Article Image

IPFS News Link • Government Debt & Financing

Debt Inflection Point: Bernanke Has 5 Months To Announce QE 3

• ZeroHedge.com
 
We concluded that should the average interest rate on US debt rise to 5%, the annual interest payment on the debt would jump from roughly $180 million to almost half a trillion, or roughly 25% of all revenues, at which point the Weimar scenario starts getting quite realistic. Needless to say we will update this analysis shortly, especially now that rates are not only rising, but projected to go up to 4.5% or higher, courtesy of the abovementioned "economic improvement." But back to the chart: now that we have already managed to extract the benefits from the front-loaded benefits package, all that remains is the cost. And the cost in question is debt issuance risk. Which simply means that like last year, when well over $2 trillion in debt demand was unaccounted for, and subsequently satisfied by QE Lite and QE2, in 2011, when we predict net debt supply will hit another all time record, Ben Bernanke will have no choice but to enter the Treasury purchasing market once again.

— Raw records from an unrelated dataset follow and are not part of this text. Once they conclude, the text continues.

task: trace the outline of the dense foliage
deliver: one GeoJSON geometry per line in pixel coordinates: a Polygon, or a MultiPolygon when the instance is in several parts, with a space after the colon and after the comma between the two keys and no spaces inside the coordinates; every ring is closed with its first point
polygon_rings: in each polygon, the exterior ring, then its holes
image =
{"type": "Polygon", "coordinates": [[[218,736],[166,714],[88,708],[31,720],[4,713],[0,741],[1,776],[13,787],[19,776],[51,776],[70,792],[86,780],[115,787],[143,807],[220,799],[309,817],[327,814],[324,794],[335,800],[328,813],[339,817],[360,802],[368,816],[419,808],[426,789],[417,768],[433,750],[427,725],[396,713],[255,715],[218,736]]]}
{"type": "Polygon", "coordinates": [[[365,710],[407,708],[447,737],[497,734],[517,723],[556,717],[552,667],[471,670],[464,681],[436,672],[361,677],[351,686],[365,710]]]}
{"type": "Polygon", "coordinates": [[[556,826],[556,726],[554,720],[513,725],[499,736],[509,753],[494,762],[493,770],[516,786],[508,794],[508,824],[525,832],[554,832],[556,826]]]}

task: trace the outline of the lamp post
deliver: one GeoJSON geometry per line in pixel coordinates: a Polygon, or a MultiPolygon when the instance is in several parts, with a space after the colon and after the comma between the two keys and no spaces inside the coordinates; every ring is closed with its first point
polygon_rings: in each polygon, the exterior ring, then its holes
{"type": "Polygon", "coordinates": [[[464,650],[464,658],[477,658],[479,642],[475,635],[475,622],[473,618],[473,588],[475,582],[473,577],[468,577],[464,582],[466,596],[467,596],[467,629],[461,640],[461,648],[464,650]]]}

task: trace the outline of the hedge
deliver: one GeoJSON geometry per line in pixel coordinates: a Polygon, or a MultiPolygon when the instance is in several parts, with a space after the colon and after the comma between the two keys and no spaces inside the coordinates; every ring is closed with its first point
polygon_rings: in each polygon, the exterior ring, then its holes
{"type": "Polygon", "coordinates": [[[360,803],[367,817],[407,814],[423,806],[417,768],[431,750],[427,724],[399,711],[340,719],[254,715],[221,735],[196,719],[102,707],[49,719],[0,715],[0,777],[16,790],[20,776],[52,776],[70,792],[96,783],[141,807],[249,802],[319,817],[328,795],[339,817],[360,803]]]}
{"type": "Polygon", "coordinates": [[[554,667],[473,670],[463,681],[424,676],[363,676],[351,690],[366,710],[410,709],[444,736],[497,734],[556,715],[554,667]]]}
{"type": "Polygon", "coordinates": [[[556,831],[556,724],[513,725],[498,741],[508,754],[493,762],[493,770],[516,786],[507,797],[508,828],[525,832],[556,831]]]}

In other words, we expect that Jon Hilsenrath will circulate an article highlighting the ever greater likelihood of another round of quantitative easing some time in April... just a few weeks after the most recent debt ceiling vote passes, this time allowing the US Treasury to issue up to $15.5 trillion in debt, or $1.2 trillion more than the current token limit- just enough to kick the can one more year down the road. On the other hand, if we are wrong, and if Ron Paul somehow succeeds in preventing this form occurring, then all those market "strategists" who expound the benefits of the economic "recovery" when all they expect are further rounds of QE, will promptly change their tune. In other words, the entire fate of the market's 2011 closing print will depend on that critical window between April and May when QE3 may or may not be announced.